At LloydsDirect, we believe everyone should be paid a fair salary for the experience they bring to their job – regardless of their gender. So to help us see how we’re doing and make improvements for the future, we’ve carried out our first ever gender pay gap report.
The report measures the difference between the average hourly rate paid to men and the average hourly rate paid to women. By ensuring we reduce the gap, year on year, we will make our company a more inclusive place to work. For everyone.
Since 2020, we’ve made great progress in reducing the gap between what our people are paid. The median pay gap for LloydsDirect is now just 8.24% – a huge improvement on 37.21% in the previous year. And the mean pay gap for LloydsDirect is now 24.94%, down from 30.63% last year.
Out of 226 employees, 33.3% in the top pay quartile and 52.9% in the upper middle quartile are female. Again, this marks a considerable improvement on last year.
“The results of our first gender pay gap report are a reflection of the importance we’ve placed on fair pay regardless of gender. As a company, we’ve evolved how we recruit talent whilst looking to provide opportunities for greater internal career progression. We’ve also updated our pay review processes to be transparent about how we’ll embed fair pay for all roles into our organisation. As people, we’ve shown great enthusiasm for diversity and inclusion working groups.

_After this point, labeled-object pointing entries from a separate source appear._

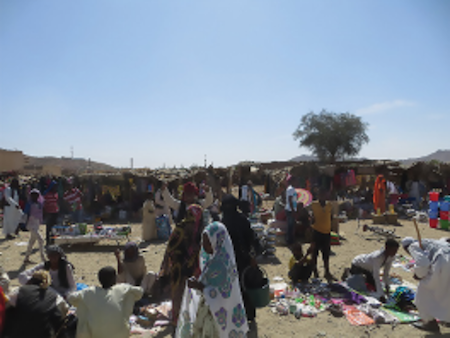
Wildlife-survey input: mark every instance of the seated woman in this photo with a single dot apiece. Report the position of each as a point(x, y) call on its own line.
point(35, 310)
point(60, 270)
point(132, 269)
point(212, 305)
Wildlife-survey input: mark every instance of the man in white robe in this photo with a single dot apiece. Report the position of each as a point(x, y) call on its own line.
point(432, 269)
point(12, 214)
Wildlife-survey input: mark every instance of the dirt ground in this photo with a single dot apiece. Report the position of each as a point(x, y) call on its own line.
point(88, 260)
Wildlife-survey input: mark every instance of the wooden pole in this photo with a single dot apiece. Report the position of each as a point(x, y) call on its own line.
point(419, 238)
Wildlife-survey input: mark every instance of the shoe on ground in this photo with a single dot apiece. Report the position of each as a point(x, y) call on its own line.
point(431, 326)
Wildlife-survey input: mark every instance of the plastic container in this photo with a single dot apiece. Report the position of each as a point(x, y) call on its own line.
point(434, 196)
point(434, 206)
point(433, 223)
point(445, 206)
point(444, 224)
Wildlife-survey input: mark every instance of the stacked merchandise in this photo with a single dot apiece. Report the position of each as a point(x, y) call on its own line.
point(438, 212)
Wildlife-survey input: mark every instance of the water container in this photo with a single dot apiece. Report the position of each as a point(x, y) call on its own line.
point(434, 206)
point(433, 223)
point(434, 196)
point(433, 214)
point(445, 206)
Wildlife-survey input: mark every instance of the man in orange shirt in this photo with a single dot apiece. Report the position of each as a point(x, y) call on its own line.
point(379, 194)
point(322, 217)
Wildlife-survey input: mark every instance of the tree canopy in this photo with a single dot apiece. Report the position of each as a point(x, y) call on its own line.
point(332, 136)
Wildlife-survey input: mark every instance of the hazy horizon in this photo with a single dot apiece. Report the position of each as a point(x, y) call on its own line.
point(168, 82)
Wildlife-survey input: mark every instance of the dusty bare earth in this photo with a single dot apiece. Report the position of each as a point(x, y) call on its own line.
point(88, 260)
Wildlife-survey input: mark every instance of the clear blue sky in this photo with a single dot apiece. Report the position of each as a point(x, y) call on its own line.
point(167, 81)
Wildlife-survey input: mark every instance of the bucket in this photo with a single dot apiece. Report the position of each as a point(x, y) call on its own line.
point(434, 196)
point(433, 223)
point(444, 224)
point(259, 297)
point(433, 213)
point(83, 228)
point(434, 206)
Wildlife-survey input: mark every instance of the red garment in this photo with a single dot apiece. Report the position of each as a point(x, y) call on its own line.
point(73, 197)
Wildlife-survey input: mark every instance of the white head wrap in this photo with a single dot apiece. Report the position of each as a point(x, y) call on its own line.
point(407, 241)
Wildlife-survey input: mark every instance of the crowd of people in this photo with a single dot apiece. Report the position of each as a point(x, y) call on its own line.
point(205, 267)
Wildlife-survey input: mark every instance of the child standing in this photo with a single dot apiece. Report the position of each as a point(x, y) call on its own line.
point(34, 211)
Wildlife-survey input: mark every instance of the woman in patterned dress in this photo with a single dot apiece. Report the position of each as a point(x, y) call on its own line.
point(212, 304)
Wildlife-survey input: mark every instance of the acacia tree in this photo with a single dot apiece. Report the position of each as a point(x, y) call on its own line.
point(332, 136)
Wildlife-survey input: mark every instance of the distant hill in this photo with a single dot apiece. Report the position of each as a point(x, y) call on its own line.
point(304, 158)
point(68, 164)
point(440, 155)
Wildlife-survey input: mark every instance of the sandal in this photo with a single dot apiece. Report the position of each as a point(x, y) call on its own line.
point(336, 310)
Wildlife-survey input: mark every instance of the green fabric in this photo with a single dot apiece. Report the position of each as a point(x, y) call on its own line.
point(403, 317)
point(205, 325)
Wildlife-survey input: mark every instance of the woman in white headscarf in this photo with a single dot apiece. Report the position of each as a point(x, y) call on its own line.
point(217, 310)
point(432, 269)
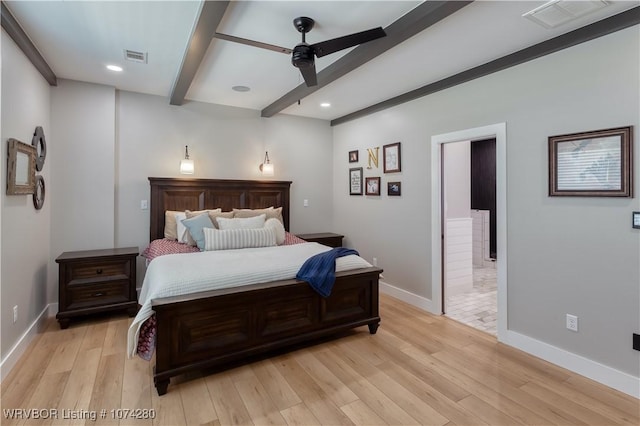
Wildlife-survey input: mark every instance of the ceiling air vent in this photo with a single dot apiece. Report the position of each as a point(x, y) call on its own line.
point(557, 12)
point(132, 55)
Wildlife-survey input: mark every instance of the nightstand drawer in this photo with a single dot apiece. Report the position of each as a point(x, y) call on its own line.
point(98, 270)
point(97, 294)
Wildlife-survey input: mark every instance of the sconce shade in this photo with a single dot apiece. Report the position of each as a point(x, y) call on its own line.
point(186, 166)
point(267, 167)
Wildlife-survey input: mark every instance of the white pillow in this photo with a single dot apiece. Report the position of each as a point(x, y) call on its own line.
point(278, 228)
point(228, 239)
point(241, 223)
point(182, 232)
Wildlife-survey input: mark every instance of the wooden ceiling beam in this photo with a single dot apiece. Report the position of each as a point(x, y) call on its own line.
point(15, 31)
point(420, 18)
point(210, 16)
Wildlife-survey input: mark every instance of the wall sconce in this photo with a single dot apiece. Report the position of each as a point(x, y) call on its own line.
point(267, 167)
point(186, 165)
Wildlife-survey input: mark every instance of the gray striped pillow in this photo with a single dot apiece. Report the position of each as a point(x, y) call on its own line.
point(227, 239)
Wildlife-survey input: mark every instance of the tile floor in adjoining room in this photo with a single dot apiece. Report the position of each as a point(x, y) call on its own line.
point(477, 307)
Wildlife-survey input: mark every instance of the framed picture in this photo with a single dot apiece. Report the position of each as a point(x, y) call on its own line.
point(391, 158)
point(394, 188)
point(592, 164)
point(355, 181)
point(372, 186)
point(21, 168)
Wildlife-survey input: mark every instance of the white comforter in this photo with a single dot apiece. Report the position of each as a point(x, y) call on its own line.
point(185, 273)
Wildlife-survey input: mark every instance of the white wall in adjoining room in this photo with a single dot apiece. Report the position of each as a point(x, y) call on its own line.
point(225, 143)
point(566, 254)
point(26, 269)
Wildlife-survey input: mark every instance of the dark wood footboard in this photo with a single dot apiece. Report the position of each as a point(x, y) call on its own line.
point(215, 328)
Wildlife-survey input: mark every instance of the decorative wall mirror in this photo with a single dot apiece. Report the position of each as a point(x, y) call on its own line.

These conversations are helping us understand our individual and collective responsibility to close a gender pay gap that has no place in modern business.”
Connie Cha, Interim Managing Director and Chief Financial Officer
We’ve come a long way. Over the past year we’ve significantly reduced pay disparity across the organisation. In part, we attribute our success to having significantly increased our headcount and being thoughtful about who and how we recruit. We’re excited to continue to make positive changes in this area.
But there’s still work to do.
As we move towards reducing the gender pay gap further over the coming years, we look forward to sharing our progress here.